The outcomes of medical treatment arouse political and public interest around the world. In the United States the departments of health in New York, New Jersey, and Pennsylvania publish cardiac surgical results that are specific to surgeons and hospitals. The New York initiative, which broke new ground, provides robust risk stratified data, and identifies surgeons and hospitals with better or worse outcomes than the state average.1 However, it lumps all coronary artery bypass graft operations together, uses only mortality as an outcome measure, and takes three years to produce by which time the results are not of much use to patients to make a choice.
Is mortality a good indicator of outcome? Mortality is defined by the Society of Cardiothoracic Surgeons in the United Kingdom as death in the hospital where surgery is done, during the same admission.2 This excludes deaths in patients who have been discharged to peripheral hospitals or rehabilitation facilities. The definition of mortality could be improved to include these deaths as is done in New York, but systems in the United Kingdom are unable to capture these deaths consistently.
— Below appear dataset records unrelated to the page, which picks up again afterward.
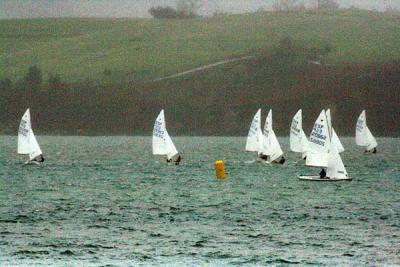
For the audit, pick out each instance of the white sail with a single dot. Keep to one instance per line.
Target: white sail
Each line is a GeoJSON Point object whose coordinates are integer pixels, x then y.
{"type": "Point", "coordinates": [23, 133]}
{"type": "Point", "coordinates": [171, 149]}
{"type": "Point", "coordinates": [270, 145]}
{"type": "Point", "coordinates": [329, 121]}
{"type": "Point", "coordinates": [298, 139]}
{"type": "Point", "coordinates": [332, 133]}
{"type": "Point", "coordinates": [319, 143]}
{"type": "Point", "coordinates": [254, 137]}
{"type": "Point", "coordinates": [34, 148]}
{"type": "Point", "coordinates": [304, 144]}
{"type": "Point", "coordinates": [158, 141]}
{"type": "Point", "coordinates": [364, 136]}
{"type": "Point", "coordinates": [161, 142]}
{"type": "Point", "coordinates": [371, 140]}
{"type": "Point", "coordinates": [336, 141]}
{"type": "Point", "coordinates": [335, 169]}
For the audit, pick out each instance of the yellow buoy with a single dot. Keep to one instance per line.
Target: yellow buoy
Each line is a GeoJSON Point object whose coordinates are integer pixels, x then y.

Mortality after coronary artery bypass graft surgery is low (1-3%), and is therefore a poor measure for differentiating between surgeons. Advances in anaesthetics and intensive care can prevent mortality even when the operation has been imprecise. Postoperative morbidity, however, cannot be prevented and is a better indicator of quality.
Coronary artery bypass graft surgery is not a homogeneous operation. Most patients require three bypass grafts, and the standard operation is done with a single internal mammary artery and two vein grafts by using cardiopulmonary bypass. Depending on the experience and preference of the surgeon the operation may be done with or without using cardiopulmonary bypass, and one, two, or more arterial conduits may be used. The off-pump approach has been shown to decrease morbidity.3,4 The use of arterial conduits is associated with a decreased incidence of long term cardiac events.5,6 Reliable figures for the number of operations done off-pump in the United Kingdom are not available. Despite evidence supporting the use of arterial conduits, fewer than 20% of patients receive two or more arterial grafts in the United Kingdom.2 The use of these techniques, however, increases the complexity of the operation, reduces the margin for error, and can increase morbidity in inexperienced hands.
In this issue Bridgewater et al report on the practice of newly appointed surgeons in the first four years of independent practice.7 They find that mortality in patients operated by this group of surgeons is not higher than that in those operated on by their more experienced colleagues. Moreover, in the first four years of practice, mortality outcomes adjusted for risk improved. “Practice makes perfect” is easy to understand and could explain the improvement of performance over the first four years. However, this would also mean that more experienced surgeons should have better results.
What might explain this discrepancy? Possibly mortality figures will not improve beyond a certain limit, and that limit is reached by year four. The system used by Bridgewater, EuroSCORE, has limitations, and referring doctors could be diverting high risk patients to more experienced surgeons. Moreover, experienced surgeons are more likely to train junior surgeons, this could possibly have an impact on results. Like most of the reports in the non-specialist literature, this paper does not take into account the variations in coronary artery bypass graft operations (off-pump or on-pump, number of arterial conduits used) and uses only mortality as the outcome measure. These limitations aside, the paper highlights that newly appointed surgeons are able to deliver extraordinarily good results, especially for low risk patients.
In another paper in this issue Keogh et al explain the background to public reporting of cardiac surgical outcomes in the United Kingdom.8 The Society of Cardiothoracic Surgeons has been collecting surgeon specific activity and mortality data since 1996. These raw data are not stratified according to risk. Using 99.99% confidence intervals broadens the acceptable range considerably, but this is a sensible first step as it ensures that surgeons who operate on high risk patients are not penalised. Keogh et al rightly say that this initiative can help to reassure us about patients' safety but cannot help patients to make a choice. Then what can?
What is the purpose of coronary artery bypass graft surgery? It provides symptomatic relief to and improves the quality of life of patients with coronary artery disease, and it can increase survival in certain anatomical patterns of disease. The ideal test of a good operation would be long term survival benefit and improvement in quality of life. However, these markers are unlikely to be measured for individual surgeons and hospitals in a way that can help produce relevant and timely reports. The proportion of patients receiving multiple arterial conduits could be used as a surrogate marker for long term superior outcomes.
In the future cardiac surgical outcomes must be risk stratified and include mortality and postoperative morbidity as outcome measures. Reports should include the number of operations performed with and without the off-pump technique and the number of patients receiving multiple arterial conduits. Keogh et al question whether publishing a list of names is important. Perhaps not in its current form, as shown in figure 1 in the article by Keogh et al, but preparing a report card with the details suggested here will act as a spur like no other to improve the quality of coronary artery bypass graft in the United Kingdom.